Wie wäre es mit einer Gigapixel Digitalkamera?

10.09.2004 - Haben Sie in letzter Zeit eine Digitalkamera gekauft? Sie hat wahrscheinlich eine Auflösung von 3.1 bis 6 Megapixel. Nun, die europäische Weltraumbehörde baut gerade eine 1 Gigapixel Digitalkamera für ihr kommendes Gaja Weltraumteleskop, das 2010 gestartet werden soll.

Es ist genau genommen gar keine einzelne Kamera sondern eine Reihe von 170. Gaja wird in einer Entfernung von 1.5 Millionen Kilometern von der Erde positioniert und wird so gebaut sein, dass es 1 Milliarde Sterne und reichlich andere Objekte wie Asteroiden, Kometen, Galaxien und Nebel fotografieren kann. Das Ziel wird es sein, dass gesamte Universum mit einer Auflösung zu kartografieren, die eine Million Mal schärfer ist, als dass menschliche Auge sehen kann.

ESA's "Entdeckungsmaschine" Gaia ist so gebaut, dass sie eine Milliarde Sterne und Hunderttausende andere himmlische Objekte fotografieren kann. Ihre Kamera muss also etwas ganz Besonderes sein.

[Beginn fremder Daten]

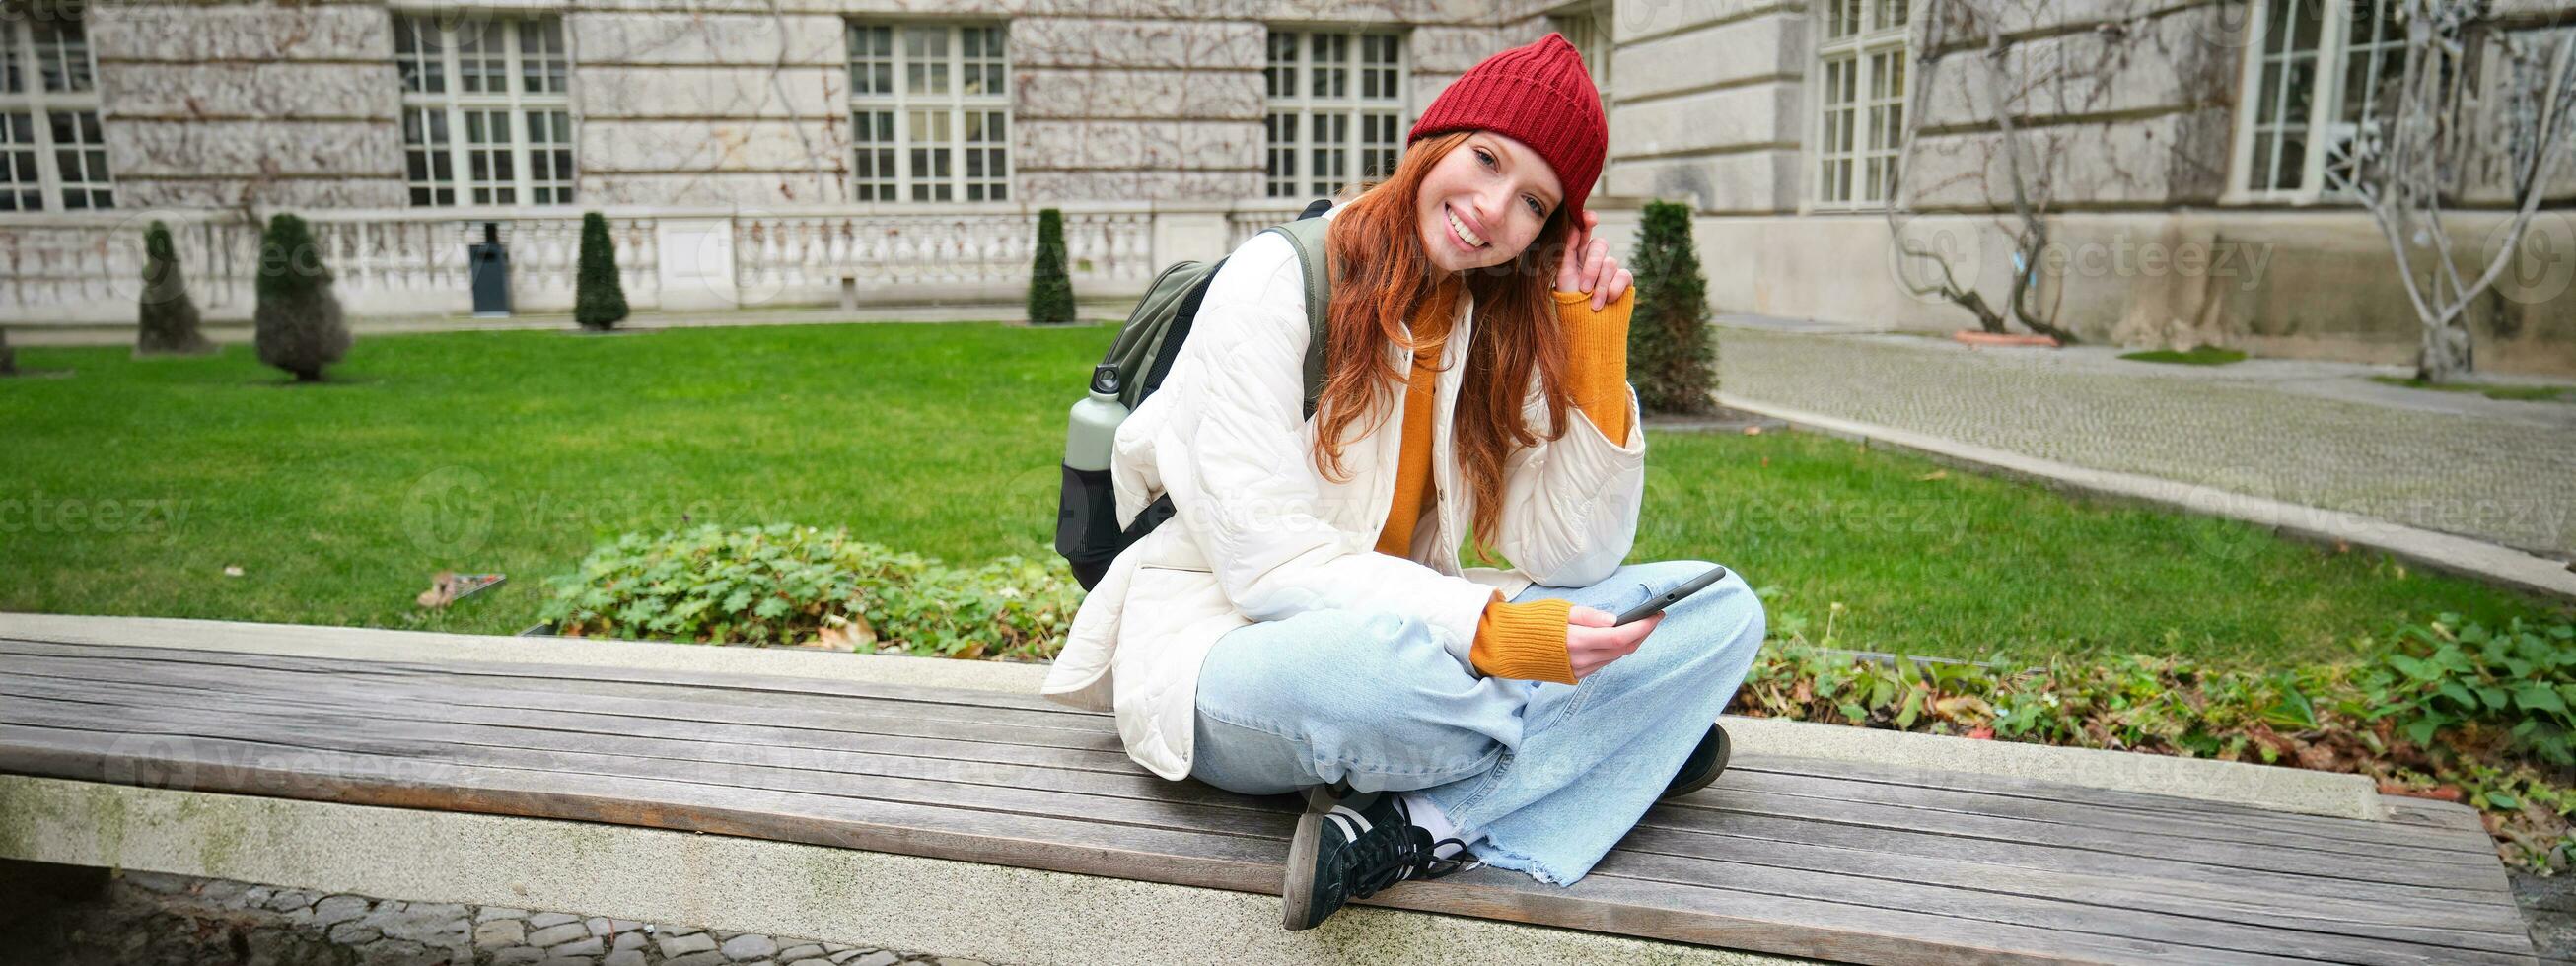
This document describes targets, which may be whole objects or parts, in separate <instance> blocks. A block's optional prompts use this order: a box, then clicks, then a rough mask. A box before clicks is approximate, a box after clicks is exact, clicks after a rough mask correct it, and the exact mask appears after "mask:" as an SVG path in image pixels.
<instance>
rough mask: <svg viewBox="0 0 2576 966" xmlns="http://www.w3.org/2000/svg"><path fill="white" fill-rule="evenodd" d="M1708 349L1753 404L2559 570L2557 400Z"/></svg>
mask: <svg viewBox="0 0 2576 966" xmlns="http://www.w3.org/2000/svg"><path fill="white" fill-rule="evenodd" d="M1718 348H1721V353H1718V374H1721V381H1718V386H1721V389H1723V392H1728V394H1739V397H1744V399H1754V402H1772V404H1783V407H1795V410H1808V412H1821V415H1834V417H1844V420H1860V422H1878V425H1891V428H1904V430H1917V433H1932V435H1942V438H1953V440H1965V443H1978V446H1994V448H2007V451H2017V453H2030V456H2043V459H2056V461H2066V464H2076V466H2092V469H2110V471H2128V474H2143V477H2164V479H2177V482H2187V484H2202V487H2215V489H2228V492H2244V495H2254V497H2269V500H2282V502H2295V505H2311V507H2329V510H2347V513H2362V515H2375V518H2383V520H2398V523H2409V526H2419V528H2432V531H2447V533H2463V536H2476V538H2486V541H2496V544H2506V546H2519V549H2524V551H2535V554H2545V556H2558V559H2576V404H2568V402H2504V399H2486V397H2476V394H2452V392H2424V389H2406V386H2383V384H2372V381H2367V376H2370V374H2375V371H2380V368H2375V366H2347V363H2308V361H2246V363H2236V366H2159V363H2138V361H2120V358H2117V353H2115V350H2110V348H2063V350H2048V348H1968V345H1958V343H1950V340H1932V337H1919V335H1868V332H1798V330H1793V327H1785V325H1770V322H1759V319H1731V322H1721V325H1718ZM2532 381H2537V379H2532Z"/></svg>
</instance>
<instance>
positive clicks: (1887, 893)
mask: <svg viewBox="0 0 2576 966" xmlns="http://www.w3.org/2000/svg"><path fill="white" fill-rule="evenodd" d="M1628 853H1641V855H1669V858H1692V860H1716V863H1726V868H1716V866H1713V868H1708V876H1710V881H1713V884H1728V886H1739V889H1741V884H1749V881H1757V878H1762V876H1752V873H1747V871H1744V868H1780V871H1790V873H1801V876H1806V881H1814V884H1839V886H1837V889H1855V886H1857V889H1870V894H1873V896H1886V894H1888V891H1883V889H1896V891H1909V889H1947V891H1955V894H1968V896H1984V899H1978V902H1989V899H1991V902H2020V904H2025V907H2022V909H2035V912H2032V914H2061V912H2056V907H2066V909H2069V912H2063V914H2081V917H2084V920H2087V922H2094V925H2105V922H2123V927H2128V930H2133V933H2125V935H2141V938H2172V940H2184V938H2182V935H2164V933H2159V930H2174V927H2179V930H2192V927H2195V925H2200V922H2208V925H2210V927H2213V930H2226V933H2228V935H2244V938H2246V940H2236V943H2231V948H2249V951H2272V953H2280V956H2313V953H2303V951H2298V948H2287V945H2280V948H2267V945H2264V940H2262V938H2264V935H2269V933H2295V935H2300V938H2303V940H2306V943H2316V940H2318V938H2367V940H2388V943H2406V945H2424V948H2460V951H2488V953H2514V951H2519V948H2522V940H2524V938H2522V922H2519V920H2509V917H2496V914H2486V909H2481V912H2478V914H2476V917H2458V920H2450V922H2437V925H2424V922H2414V925H2401V922H2385V920H2380V917H2378V912H2383V909H2378V907H2370V904H2360V902H2349V899H2347V902H2329V896H2280V894H2254V891H2244V889H2228V891H2200V894H2190V891H2177V889H2159V884H2154V881H2130V878H2112V876H2074V873H2063V871H2038V868H2017V866H1984V863H1945V860H1927V858H1914V855H1886V853H1862V850H1850V848H1834V845H1811V842H1772V840H1744V837H1726V835H1703V832H1690V829H1672V827H1662V824H1638V829H1636V832H1631V835H1628V840H1623V842H1620V848H1618V855H1628ZM1739 866H1744V868H1739ZM1880 884H1886V886H1880ZM2030 902H2038V907H2030ZM1917 912H1929V909H1917ZM2133 912H2141V914H2136V917H2133ZM1978 917H1989V914H1978ZM2007 922H2012V920H2007ZM2025 925H2043V922H2025ZM2097 933H2099V930H2097ZM2362 945H2375V943H2362ZM2362 945H2352V948H2349V951H2344V953H2334V958H2367V956H2370V953H2367V951H2362Z"/></svg>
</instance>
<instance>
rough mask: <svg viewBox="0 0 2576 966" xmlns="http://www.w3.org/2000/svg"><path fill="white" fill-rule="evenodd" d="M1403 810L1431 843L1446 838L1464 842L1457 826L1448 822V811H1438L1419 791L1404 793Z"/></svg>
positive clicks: (1430, 799)
mask: <svg viewBox="0 0 2576 966" xmlns="http://www.w3.org/2000/svg"><path fill="white" fill-rule="evenodd" d="M1404 809H1406V811H1409V814H1412V817H1414V824H1419V827H1422V829H1425V832H1430V835H1432V842H1440V840H1448V837H1453V840H1461V842H1466V835H1463V832H1461V829H1458V824H1455V822H1450V817H1448V811H1440V806H1437V804H1432V799H1430V796H1425V793H1419V791H1406V793H1404ZM1450 855H1455V853H1450ZM1450 855H1440V858H1450Z"/></svg>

In der Tat, wenn Gaja vom ESA Weltraumbahnhof in Kourou in French Guiana, irgendwann nach 2010 abhebt, wird sie die größte Digitalkamera des Sonnensystems tragen. Grundsätzlich wird Gaja alles im Universum beobachten, worauf es sein digitales Auge werfen kann. Während es in 1.5 Millionen Kilometern Entfernung von der Erde, sanft im Orbit kreist, wird Gaja den gesamten Himmel nach Sternen, Planeten, Asteroiden, entfernten Galaxien und allem dazwischen, abscannen.

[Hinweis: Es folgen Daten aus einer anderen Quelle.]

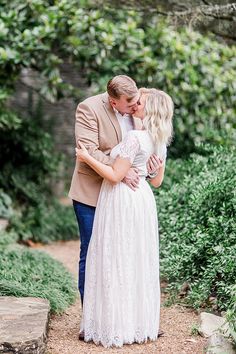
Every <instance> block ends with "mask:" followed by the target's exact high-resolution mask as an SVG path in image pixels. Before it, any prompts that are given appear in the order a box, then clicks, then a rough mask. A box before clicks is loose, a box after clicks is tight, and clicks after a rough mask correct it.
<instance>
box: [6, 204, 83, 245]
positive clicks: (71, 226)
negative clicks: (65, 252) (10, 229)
mask: <svg viewBox="0 0 236 354" xmlns="http://www.w3.org/2000/svg"><path fill="white" fill-rule="evenodd" d="M11 228H12V230H14V231H15V232H16V233H17V234H18V235H19V239H20V240H22V241H26V240H28V239H30V240H32V241H34V242H42V243H50V242H53V241H58V240H71V239H78V226H77V224H76V219H75V215H74V211H73V208H72V207H70V206H64V205H61V204H59V202H58V201H56V200H54V199H52V200H50V201H49V202H40V203H38V204H37V205H34V206H28V207H27V208H25V210H23V211H22V213H21V214H19V215H17V216H15V217H14V218H13V219H12V221H11Z"/></svg>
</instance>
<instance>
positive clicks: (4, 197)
mask: <svg viewBox="0 0 236 354" xmlns="http://www.w3.org/2000/svg"><path fill="white" fill-rule="evenodd" d="M12 214H13V209H12V200H11V198H10V197H9V195H7V194H6V193H4V192H3V190H2V189H0V218H4V219H9V218H10V217H11V216H12Z"/></svg>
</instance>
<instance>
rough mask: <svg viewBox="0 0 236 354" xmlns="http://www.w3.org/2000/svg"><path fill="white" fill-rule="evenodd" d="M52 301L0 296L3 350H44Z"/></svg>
mask: <svg viewBox="0 0 236 354" xmlns="http://www.w3.org/2000/svg"><path fill="white" fill-rule="evenodd" d="M49 310H50V305H49V301H48V300H45V299H40V298H33V297H25V298H17V297H14V296H1V297H0V353H7V354H8V353H9V354H10V353H19V354H21V353H24V354H27V353H28V354H43V353H45V347H46V345H45V342H46V333H47V324H48V317H49Z"/></svg>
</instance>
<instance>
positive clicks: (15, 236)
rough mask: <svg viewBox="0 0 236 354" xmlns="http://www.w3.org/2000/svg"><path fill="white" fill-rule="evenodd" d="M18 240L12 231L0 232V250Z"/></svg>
mask: <svg viewBox="0 0 236 354" xmlns="http://www.w3.org/2000/svg"><path fill="white" fill-rule="evenodd" d="M18 240H19V236H18V235H17V234H16V232H14V231H9V232H7V231H4V230H1V231H0V248H3V247H7V246H8V245H10V244H14V243H16V242H17V241H18Z"/></svg>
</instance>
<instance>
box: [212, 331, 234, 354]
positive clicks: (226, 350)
mask: <svg viewBox="0 0 236 354" xmlns="http://www.w3.org/2000/svg"><path fill="white" fill-rule="evenodd" d="M235 353H236V351H235V349H234V346H233V343H231V342H230V341H229V340H228V339H227V338H225V337H224V336H223V335H222V334H219V333H214V334H212V336H210V338H209V340H208V342H207V349H206V354H235Z"/></svg>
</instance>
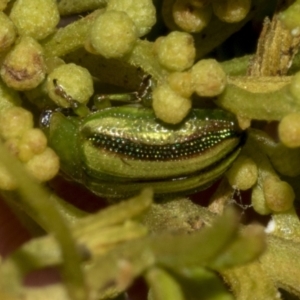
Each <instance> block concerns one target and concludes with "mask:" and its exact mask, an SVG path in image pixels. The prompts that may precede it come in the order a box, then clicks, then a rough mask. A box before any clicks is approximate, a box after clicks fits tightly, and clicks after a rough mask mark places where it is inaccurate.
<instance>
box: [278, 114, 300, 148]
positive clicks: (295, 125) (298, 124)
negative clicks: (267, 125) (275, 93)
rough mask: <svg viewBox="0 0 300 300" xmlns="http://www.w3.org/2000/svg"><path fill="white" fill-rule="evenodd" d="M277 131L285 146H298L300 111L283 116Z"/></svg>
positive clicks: (299, 142) (280, 138) (283, 143)
mask: <svg viewBox="0 0 300 300" xmlns="http://www.w3.org/2000/svg"><path fill="white" fill-rule="evenodd" d="M278 133H279V138H280V140H281V142H282V143H283V144H284V145H285V146H287V147H290V148H296V147H300V113H291V114H289V115H287V116H285V117H284V118H283V119H282V120H281V121H280V123H279V126H278Z"/></svg>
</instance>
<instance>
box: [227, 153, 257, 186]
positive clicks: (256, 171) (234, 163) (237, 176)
mask: <svg viewBox="0 0 300 300" xmlns="http://www.w3.org/2000/svg"><path fill="white" fill-rule="evenodd" d="M226 175H227V178H228V181H229V183H230V185H231V186H232V187H234V188H236V189H239V190H242V191H244V190H248V189H250V188H251V187H252V186H253V185H254V184H255V183H256V181H257V175H258V172H257V166H256V164H255V162H254V161H253V160H252V159H251V158H250V157H247V156H244V155H241V156H239V157H238V158H237V160H236V161H235V162H234V163H233V165H232V167H231V168H230V170H229V171H228V172H227V174H226Z"/></svg>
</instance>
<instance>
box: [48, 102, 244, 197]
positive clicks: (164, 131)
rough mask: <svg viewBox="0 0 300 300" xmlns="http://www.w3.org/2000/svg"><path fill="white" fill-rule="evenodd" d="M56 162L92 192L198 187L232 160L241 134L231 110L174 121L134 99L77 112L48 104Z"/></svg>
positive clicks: (236, 148)
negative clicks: (55, 110)
mask: <svg viewBox="0 0 300 300" xmlns="http://www.w3.org/2000/svg"><path fill="white" fill-rule="evenodd" d="M48 136H49V142H50V144H51V146H52V147H53V148H54V149H55V151H56V152H57V153H58V155H59V156H60V160H61V167H62V170H63V171H64V172H65V173H66V174H68V175H69V176H70V177H72V178H73V179H74V180H76V181H78V182H80V183H82V184H84V185H85V186H86V187H87V188H88V189H90V190H91V191H92V192H94V193H95V194H97V195H100V196H103V197H106V198H111V199H119V198H123V199H124V198H127V197H130V196H132V195H134V194H137V193H138V192H139V191H140V190H141V189H142V188H144V187H152V188H153V189H154V192H155V195H156V197H166V196H170V195H172V197H173V196H174V195H187V194H190V193H193V192H196V191H198V190H201V189H203V188H205V187H207V186H209V185H210V184H211V183H213V182H214V181H215V180H217V179H218V178H219V177H220V176H222V174H223V173H224V172H225V171H226V170H227V169H228V168H229V167H230V165H231V164H232V162H233V161H234V160H235V159H236V157H237V156H238V154H239V152H240V149H241V146H242V144H243V141H244V136H245V134H244V133H243V132H242V131H241V130H240V129H239V128H238V126H237V123H236V120H235V118H234V116H232V115H231V114H229V113H227V112H224V111H221V110H200V109H194V110H192V112H191V113H190V115H189V116H188V117H187V118H186V119H185V120H184V122H182V124H179V125H177V126H170V125H167V124H163V123H161V122H160V121H159V120H158V119H156V117H155V115H154V113H153V111H152V110H151V109H147V108H138V107H132V106H123V107H114V108H109V109H105V110H101V111H97V112H95V113H92V114H90V115H88V116H87V117H85V118H84V119H79V118H76V117H66V116H64V115H63V114H61V113H59V112H54V113H53V115H52V117H51V119H50V124H49V127H48Z"/></svg>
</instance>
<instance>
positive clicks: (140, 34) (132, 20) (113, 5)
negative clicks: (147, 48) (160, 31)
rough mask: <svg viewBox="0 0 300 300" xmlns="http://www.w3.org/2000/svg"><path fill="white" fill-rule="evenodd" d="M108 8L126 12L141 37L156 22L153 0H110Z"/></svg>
mask: <svg viewBox="0 0 300 300" xmlns="http://www.w3.org/2000/svg"><path fill="white" fill-rule="evenodd" d="M107 10H115V11H123V12H125V13H126V14H127V15H128V16H129V17H130V18H131V20H132V21H133V22H134V24H135V26H136V28H137V31H138V33H137V35H138V36H139V37H140V36H143V35H145V34H147V33H148V32H149V31H150V29H151V28H152V26H153V25H154V24H155V22H156V13H155V6H154V5H153V2H152V1H151V0H139V1H132V0H110V1H108V4H107Z"/></svg>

Das Ziel ist es, jedes himmlische Objekt zu entdecken, hinunter bis zu einer Größe, eine Millionen Mal schwächer als es das menschliche Auge sehen könnte. Um dies zu schaffen, braucht es eine große Kamera. Gaja wird mit 170 separaten Kameras ausgestattet sein, zusammengefügt zu einem Mosaik um jedes Objekt zu registrieren, dass durch sein Blickfeld wandert.

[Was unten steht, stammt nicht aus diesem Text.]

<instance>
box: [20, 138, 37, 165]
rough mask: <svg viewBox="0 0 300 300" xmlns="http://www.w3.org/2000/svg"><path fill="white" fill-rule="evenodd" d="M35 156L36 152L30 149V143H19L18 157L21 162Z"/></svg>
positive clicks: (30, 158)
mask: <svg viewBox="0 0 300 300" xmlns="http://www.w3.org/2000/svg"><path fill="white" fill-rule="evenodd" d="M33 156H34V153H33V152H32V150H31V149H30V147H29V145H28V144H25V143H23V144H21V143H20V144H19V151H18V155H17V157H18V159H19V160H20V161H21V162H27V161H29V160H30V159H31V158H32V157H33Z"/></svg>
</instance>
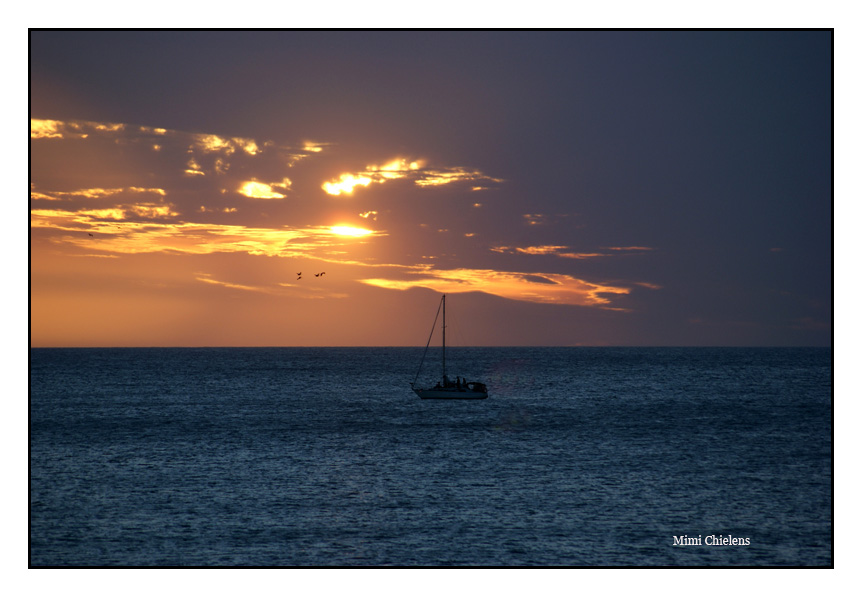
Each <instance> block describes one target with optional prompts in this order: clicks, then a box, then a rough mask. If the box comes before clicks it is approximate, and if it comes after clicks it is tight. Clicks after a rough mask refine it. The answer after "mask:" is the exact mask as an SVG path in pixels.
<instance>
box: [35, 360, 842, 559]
mask: <svg viewBox="0 0 863 598" xmlns="http://www.w3.org/2000/svg"><path fill="white" fill-rule="evenodd" d="M421 355H422V349H414V348H322V349H312V348H307V349H297V348H272V349H261V348H243V349H227V348H226V349H216V348H202V349H158V348H154V349H31V350H30V368H31V369H30V422H29V426H30V427H29V440H30V514H29V515H30V542H29V551H30V553H29V557H30V565H31V566H33V567H38V566H100V567H101V566H158V567H162V566H265V567H272V566H314V567H317V566H340V567H350V566H390V565H393V566H414V567H418V566H495V567H506V566H570V567H571V566H832V563H833V548H832V537H833V526H832V516H833V515H832V499H833V495H832V492H833V490H832V488H833V482H832V355H831V350H830V349H802V348H801V349H798V348H788V349H766V348H753V349H732V348H681V349H675V348H660V349H646V348H451V349H448V350H447V364H448V373H449V374H451V376H453V377H454V376H456V375H462V376H467V377H468V378H471V379H480V380H482V381H484V382H486V384H487V385H488V386H489V398H488V399H487V400H485V401H463V402H462V401H423V400H421V399H419V398H418V397H416V396H415V395H414V394H413V393H412V392H411V391H410V388H409V383H410V382H411V381H412V380H413V378H414V375H415V373H416V368H417V366H418V364H419V361H420V357H421ZM430 357H431V358H432V361H433V358H434V357H436V356H434V355H432V354H431V353H430ZM434 377H435V372H434V371H433V369H432V368H429V364H428V362H427V363H426V369H425V370H424V372H423V374H422V375H421V377H420V380H421V381H422V380H432V379H434ZM683 536H686V538H684V537H683ZM675 539H677V541H678V542H677V544H675ZM696 541H697V542H698V543H696ZM726 542H727V543H726Z"/></svg>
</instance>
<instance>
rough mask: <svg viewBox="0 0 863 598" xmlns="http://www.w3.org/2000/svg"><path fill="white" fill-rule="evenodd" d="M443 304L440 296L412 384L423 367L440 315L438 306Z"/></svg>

Wissenschaftler nennen jede einzelne Kamera ein "charge-coupled device" (CCD). Durch ein zusätzliches Instrument wird die Gesamtzahl von CCDs bei über 200 liegen.

Jedes CCD ist an sich ein Hi-Tech Teil, dass Licht in elektrische Ladung umwandelt und in kleinen Fallen speichert, genannt "Pixel", bis ein Computer die Information wieder ausliest. Mit ca. 9 Millionen Pixeln sind Gaja´s CCDs etwas 5 bis 10 Mal größer als die in aktuellen Digitalkameras.

Die Größe jedes CCD stellt einige einzigartige Anforderungen an deren Herstellung. Selbst in reinstem Silikon können Defekte auftreten. Typischerweise werden aus einen Silikon-Wafer 20 oder mehr CCDs, für Kameras die hier auf der Erde benutzt werden, hergestellt, wobei ein oder zwei Rückläufer toleriert werden können.

Gaja´s CCDs sind jedoch so groß, dass nur zwei auf jeden Silikon-Wafer passen. Daher ist die Wahrscheinlichkeit eines auftretenden Defekts in einem der Gaja CCDs beträchtlich.

Um den Produktionsprozess zu verfeinern, führt die ESA eine Produktion von Prototypen mit der Firma e2v durch, die auf CCDs höchster Qualität spezialisiert ist. Dies ist die Gleiche Firma, die die meisten der wissenschaftlichen CCDs für ESA´s Röntgenobservatorium, XMM-Newton, geliefert hat.

"Für XMM-Newton hat e2v 23 hochwertige CCDs geliefert. Dies war eine hervorragende Leistung, aber für Gaja planen wird mehr als 200 hinaufzuschicken," sagt Alexander Short, einer von Gaja´s CCD Experten am European Space Technology and Research Centre (ESTEC), in den Niederlanden.

Wenn Gaja erst einmal in Weltraum ist, könnten Sonnenaktivitäten, wie Sonnenwinde und "koronale Masse Auswürfe" die CCDs beschädigen und die Bilder verwischen.

Um den Effekt dieser "Strahlungsschäden" während der Mission zu minimieren, arbeiten Short und seine Kollegen an Abschirmungen und anderen Lösungen und wollen so sicherstellen, dass Gaja die erfolgreichste Entdeckungsmaschine in der Geschichte der Astronomie werden kann.